昼下がりの東京の街は、汗ばむ程の陽気だった。街路樹の青葉の隙間から洩れる日差しが目にまぶしい。

碁盤の目のように整然と並んだ区画は、一つ一つのブロックごとに、名前や番号ががつけられている。
そのあちらこちらで、ビル建設のための重機が動いていた。

南部は、待ち合わせの時間には早かったが、早々に家を出てきた。
両親との関係は、今のところ良好だが、何となく居心地が悪い。母の穏やかな笑顔を見るのは悪くないが、それを心のどこかで負担に感じる自分もいた。

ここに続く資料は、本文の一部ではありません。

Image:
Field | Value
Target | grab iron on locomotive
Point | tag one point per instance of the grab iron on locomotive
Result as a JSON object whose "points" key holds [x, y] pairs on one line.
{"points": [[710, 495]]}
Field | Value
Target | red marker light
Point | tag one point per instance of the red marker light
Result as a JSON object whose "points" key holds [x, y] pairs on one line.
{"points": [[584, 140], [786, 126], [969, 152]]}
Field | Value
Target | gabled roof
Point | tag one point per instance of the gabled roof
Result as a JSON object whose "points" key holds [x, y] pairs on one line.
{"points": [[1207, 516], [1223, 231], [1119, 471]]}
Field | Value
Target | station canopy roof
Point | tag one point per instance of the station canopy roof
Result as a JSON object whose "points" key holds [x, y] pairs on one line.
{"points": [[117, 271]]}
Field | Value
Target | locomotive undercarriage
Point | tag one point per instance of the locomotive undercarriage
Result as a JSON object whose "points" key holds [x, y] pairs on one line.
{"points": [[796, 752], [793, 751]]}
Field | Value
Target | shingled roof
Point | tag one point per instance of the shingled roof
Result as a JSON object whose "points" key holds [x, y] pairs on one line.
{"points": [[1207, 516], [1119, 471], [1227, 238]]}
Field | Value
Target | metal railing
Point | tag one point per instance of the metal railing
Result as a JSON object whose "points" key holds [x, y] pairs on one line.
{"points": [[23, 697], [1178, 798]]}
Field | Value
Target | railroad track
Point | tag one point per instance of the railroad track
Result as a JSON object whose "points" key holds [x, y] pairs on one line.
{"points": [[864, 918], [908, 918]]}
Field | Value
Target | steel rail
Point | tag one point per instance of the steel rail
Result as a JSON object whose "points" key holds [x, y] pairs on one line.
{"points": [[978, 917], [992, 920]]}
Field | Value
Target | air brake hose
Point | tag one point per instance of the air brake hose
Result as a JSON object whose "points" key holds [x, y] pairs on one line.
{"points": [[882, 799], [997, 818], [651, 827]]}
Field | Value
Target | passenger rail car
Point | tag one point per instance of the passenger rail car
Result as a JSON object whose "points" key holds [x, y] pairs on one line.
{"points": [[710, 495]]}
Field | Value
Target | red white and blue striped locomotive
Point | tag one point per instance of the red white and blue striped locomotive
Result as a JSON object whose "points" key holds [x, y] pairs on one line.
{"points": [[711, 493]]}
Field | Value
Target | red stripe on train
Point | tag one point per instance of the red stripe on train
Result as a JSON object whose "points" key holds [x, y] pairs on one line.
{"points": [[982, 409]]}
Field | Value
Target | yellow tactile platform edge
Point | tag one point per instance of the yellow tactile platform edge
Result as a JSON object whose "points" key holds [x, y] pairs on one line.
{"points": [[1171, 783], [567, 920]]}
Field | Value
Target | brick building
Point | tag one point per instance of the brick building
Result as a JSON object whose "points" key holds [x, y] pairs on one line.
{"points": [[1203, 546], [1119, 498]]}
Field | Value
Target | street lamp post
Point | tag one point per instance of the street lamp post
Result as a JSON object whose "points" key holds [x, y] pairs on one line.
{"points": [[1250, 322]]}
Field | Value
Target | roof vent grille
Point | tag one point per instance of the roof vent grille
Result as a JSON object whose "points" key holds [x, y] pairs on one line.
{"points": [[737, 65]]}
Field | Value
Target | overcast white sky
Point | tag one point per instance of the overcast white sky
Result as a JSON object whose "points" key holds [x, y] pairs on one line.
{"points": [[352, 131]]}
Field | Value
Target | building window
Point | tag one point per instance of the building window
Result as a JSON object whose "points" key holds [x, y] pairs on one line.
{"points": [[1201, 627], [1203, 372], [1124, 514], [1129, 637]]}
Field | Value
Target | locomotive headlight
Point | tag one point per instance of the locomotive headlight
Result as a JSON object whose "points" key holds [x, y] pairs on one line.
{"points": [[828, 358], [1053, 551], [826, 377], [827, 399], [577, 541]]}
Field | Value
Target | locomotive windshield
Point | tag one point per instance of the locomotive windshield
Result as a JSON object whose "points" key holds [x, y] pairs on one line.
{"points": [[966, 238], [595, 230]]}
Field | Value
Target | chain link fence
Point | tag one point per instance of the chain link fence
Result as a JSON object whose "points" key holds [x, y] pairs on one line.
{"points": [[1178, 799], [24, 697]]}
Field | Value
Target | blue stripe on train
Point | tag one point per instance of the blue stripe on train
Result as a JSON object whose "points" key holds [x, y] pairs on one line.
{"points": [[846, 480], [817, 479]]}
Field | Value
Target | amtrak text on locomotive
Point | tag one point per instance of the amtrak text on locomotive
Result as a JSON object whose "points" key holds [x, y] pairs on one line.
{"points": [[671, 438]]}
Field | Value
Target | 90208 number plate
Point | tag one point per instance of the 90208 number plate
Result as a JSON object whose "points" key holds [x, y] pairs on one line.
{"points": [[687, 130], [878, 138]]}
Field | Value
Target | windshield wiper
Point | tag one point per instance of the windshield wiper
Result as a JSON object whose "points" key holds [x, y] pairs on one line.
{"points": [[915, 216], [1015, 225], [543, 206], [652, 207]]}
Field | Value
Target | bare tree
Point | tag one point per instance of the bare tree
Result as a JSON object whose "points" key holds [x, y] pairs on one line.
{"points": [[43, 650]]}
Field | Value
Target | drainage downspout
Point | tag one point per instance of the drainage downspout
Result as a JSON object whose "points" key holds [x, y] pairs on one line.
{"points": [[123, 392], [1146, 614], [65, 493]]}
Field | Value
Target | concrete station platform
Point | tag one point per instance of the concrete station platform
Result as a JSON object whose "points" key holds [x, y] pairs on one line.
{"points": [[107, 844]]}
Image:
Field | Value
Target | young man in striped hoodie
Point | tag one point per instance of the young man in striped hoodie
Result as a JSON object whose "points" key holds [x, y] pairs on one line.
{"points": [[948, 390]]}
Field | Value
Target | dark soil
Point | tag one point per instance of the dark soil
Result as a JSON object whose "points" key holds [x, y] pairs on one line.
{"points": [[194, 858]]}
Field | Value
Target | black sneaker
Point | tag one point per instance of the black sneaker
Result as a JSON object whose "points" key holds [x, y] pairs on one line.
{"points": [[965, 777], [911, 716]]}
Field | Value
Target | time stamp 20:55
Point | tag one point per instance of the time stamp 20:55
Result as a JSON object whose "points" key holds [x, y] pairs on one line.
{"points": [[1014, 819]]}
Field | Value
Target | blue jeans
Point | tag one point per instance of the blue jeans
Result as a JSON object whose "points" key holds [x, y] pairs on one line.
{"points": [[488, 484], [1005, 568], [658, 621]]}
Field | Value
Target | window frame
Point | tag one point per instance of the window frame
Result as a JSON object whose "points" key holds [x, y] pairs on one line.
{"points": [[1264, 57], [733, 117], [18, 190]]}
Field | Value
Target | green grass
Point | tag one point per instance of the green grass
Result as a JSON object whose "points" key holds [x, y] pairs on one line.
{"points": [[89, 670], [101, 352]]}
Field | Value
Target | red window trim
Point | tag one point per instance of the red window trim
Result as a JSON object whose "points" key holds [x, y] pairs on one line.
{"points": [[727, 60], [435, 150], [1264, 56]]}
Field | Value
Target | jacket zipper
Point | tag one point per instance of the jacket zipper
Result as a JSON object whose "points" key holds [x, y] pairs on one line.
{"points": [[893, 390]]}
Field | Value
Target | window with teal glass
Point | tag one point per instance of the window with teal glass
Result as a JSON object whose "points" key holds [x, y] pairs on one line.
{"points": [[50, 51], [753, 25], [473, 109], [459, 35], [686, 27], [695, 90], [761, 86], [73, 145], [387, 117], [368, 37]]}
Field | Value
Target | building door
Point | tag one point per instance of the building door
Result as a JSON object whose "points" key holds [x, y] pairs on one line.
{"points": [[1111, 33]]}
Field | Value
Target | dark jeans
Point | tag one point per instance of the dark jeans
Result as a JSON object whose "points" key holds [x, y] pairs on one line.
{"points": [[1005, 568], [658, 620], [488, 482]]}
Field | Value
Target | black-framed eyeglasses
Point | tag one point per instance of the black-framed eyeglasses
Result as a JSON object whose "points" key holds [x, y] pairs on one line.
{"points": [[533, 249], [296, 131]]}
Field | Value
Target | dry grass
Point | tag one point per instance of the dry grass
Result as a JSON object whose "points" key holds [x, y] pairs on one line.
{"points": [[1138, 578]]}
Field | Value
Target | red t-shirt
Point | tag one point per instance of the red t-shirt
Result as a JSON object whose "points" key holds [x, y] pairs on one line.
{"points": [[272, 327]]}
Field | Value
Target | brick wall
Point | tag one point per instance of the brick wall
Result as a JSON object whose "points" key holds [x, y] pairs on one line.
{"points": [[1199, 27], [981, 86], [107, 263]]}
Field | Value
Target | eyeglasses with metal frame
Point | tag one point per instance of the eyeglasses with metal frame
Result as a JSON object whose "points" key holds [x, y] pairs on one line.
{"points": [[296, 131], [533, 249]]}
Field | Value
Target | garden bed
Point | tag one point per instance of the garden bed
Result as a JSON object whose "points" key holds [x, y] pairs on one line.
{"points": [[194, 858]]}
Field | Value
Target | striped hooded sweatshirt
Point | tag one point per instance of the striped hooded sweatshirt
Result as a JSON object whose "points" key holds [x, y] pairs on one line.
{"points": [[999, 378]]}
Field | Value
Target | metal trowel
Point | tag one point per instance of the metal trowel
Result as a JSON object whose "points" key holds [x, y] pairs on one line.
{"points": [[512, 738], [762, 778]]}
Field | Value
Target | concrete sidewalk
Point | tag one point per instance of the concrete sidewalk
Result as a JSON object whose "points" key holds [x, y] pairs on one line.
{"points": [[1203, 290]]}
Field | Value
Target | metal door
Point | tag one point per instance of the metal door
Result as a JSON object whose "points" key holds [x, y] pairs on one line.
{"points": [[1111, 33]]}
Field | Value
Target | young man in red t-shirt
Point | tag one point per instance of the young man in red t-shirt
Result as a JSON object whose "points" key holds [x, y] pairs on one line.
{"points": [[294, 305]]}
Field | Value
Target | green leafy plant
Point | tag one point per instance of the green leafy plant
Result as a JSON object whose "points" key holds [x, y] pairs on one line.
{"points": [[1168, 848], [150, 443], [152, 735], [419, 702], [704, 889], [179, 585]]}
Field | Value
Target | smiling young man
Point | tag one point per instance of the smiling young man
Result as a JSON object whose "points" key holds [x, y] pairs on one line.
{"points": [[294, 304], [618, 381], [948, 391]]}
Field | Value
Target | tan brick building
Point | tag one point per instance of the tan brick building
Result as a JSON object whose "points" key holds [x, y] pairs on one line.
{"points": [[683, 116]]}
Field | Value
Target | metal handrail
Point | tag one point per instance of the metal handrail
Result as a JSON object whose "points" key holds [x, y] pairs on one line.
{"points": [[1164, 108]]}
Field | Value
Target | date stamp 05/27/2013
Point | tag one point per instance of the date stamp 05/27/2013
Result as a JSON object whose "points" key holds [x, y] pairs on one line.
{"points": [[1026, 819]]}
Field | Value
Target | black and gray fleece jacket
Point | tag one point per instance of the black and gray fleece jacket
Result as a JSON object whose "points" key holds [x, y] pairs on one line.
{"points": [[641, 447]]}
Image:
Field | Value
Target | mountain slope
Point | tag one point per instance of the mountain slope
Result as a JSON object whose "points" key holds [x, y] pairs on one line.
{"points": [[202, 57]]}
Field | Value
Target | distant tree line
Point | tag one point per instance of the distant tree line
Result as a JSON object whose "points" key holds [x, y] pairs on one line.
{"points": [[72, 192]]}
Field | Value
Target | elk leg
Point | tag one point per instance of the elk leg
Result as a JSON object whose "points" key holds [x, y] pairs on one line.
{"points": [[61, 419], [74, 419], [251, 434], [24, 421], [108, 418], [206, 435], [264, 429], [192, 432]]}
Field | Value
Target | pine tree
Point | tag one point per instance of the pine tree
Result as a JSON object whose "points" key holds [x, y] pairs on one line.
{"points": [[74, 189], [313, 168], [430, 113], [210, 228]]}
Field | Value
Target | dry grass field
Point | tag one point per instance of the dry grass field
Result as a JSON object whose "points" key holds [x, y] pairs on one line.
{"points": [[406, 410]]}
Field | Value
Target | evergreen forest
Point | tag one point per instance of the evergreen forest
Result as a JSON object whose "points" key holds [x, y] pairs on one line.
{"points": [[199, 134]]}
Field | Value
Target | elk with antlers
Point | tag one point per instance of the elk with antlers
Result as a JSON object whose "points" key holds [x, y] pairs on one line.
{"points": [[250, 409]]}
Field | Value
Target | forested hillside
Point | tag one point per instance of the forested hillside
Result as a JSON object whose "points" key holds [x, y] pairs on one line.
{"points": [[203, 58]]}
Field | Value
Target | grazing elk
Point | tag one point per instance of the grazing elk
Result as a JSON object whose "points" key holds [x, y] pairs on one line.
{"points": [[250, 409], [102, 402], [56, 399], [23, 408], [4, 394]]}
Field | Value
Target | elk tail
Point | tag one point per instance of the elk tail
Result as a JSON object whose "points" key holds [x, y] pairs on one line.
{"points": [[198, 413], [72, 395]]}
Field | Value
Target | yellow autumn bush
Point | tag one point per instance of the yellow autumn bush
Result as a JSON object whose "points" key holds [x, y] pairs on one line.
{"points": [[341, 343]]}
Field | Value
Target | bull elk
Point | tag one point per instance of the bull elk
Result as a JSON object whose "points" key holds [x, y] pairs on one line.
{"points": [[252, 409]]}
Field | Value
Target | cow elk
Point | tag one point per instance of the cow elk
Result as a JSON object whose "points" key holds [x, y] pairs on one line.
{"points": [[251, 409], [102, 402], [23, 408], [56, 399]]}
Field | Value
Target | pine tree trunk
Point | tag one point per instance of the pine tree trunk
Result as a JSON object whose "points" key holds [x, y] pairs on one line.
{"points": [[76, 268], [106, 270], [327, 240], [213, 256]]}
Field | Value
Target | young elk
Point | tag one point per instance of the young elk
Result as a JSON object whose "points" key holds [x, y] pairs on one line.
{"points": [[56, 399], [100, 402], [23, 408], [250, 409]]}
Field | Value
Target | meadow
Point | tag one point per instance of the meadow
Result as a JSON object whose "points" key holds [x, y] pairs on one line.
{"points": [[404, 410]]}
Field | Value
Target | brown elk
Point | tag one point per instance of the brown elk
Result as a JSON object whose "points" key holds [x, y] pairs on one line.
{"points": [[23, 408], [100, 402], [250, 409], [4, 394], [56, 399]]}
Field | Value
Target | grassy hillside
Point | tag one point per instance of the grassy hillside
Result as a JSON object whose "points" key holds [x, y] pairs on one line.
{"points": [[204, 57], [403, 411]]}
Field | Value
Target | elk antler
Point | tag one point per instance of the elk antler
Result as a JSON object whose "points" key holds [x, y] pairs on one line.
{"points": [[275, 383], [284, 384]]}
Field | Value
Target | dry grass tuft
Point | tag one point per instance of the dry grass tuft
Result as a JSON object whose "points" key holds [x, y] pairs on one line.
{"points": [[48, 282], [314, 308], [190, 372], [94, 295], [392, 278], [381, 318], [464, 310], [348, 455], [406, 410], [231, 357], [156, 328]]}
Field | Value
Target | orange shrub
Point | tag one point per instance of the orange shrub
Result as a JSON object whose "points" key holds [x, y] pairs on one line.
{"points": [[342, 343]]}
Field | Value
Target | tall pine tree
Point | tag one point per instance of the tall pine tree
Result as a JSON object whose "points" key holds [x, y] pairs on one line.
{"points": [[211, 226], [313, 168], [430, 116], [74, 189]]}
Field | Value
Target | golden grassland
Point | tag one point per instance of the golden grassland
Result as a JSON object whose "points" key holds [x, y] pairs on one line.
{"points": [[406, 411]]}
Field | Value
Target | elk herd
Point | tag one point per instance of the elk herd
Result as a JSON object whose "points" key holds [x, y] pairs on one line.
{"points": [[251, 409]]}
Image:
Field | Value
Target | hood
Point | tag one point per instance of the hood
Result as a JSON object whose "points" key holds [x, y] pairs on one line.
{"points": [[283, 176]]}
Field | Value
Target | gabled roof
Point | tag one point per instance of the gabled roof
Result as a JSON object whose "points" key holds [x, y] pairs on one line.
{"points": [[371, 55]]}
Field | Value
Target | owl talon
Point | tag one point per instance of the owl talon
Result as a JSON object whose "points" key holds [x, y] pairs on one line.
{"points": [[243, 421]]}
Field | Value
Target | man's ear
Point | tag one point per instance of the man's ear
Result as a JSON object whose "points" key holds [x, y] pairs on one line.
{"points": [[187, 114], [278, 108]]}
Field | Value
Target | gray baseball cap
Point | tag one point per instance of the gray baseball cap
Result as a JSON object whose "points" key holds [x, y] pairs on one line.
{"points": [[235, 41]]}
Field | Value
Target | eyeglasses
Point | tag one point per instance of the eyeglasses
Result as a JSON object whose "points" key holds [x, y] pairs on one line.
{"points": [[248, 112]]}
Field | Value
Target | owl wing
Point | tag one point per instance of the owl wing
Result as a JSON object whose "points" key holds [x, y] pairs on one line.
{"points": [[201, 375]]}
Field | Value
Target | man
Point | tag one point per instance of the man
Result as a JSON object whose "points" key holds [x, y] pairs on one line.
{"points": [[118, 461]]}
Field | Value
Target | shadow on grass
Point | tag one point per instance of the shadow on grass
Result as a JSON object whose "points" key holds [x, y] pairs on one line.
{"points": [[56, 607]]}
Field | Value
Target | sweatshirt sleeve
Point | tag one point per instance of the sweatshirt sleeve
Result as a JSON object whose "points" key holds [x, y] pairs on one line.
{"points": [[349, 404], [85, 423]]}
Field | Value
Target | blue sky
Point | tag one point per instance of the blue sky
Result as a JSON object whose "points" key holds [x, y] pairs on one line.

しかし、父親との冷めきっていた関係には、変化の兆しが見え始めていた。

『そのコーヒー、お父さんのお土産なのよ。康雄はコーヒーが好きだろう、って。』
『へえ…。そうなんだ…。』

母の言葉には、夫と息子の間を取り持ちたい気配が漂っていた。、
しかし、息子は、まだわだかまりを捨てられずにいる。
たった一言『ありがとう』と言えさえすれば、もっと楽になれるだろうに…。


―やっぱり、何か食べてくれば良かったかな…。

南部は、コーヒーを一杯飲んだだけで、出掛けたことを、少し後悔した。

―腹、減ったなあ…。

外の空気が吸いたくて、エアカーにも乗らず、一人で歩いているわけだが、朝から何も食べていない胃袋は、辛抱も限界を越えて、キリキリとした痛みをもって空腹を訴えていた。

しかし、何かを食べるには、中途半端な時間だし、一旦、何かを口にすると、際限なく食べてしまいそうな気もする。
結局、南部は空腹に身をよじる胃袋の訴えを無視して、歩き続けた。

街は熱気を帯びて、繁る若葉の青は、むせ返る匂いを放っている。
自分たちは、この太陽の匂いを体いっぱいに吸い込むために、命をかけたのだ。
ともに戦い、別れた、多くの仲間たち・・・。

南部は、青空を見上げた。

―俺たち、やっと取り戻したんだな…。


久しぶりに会う仲間たちの笑顔を思い浮かべ、防衛軍本部ビルへ向かう南部の足取りは軽い。
北上の実家へ、引っ越しの手伝いのために帰省していた相原が、もうすぐ東京に戻って来る筈だ。島と太田は、今朝、予定通り火星から帰還したとメールが入っていた。
ユキと真田も来る。

―来られないのは、古代だけか…。

南部は、古代が太陽系外周の哨戒任務に就いた日のユキの寂しそうな笑顔を、思い出していた。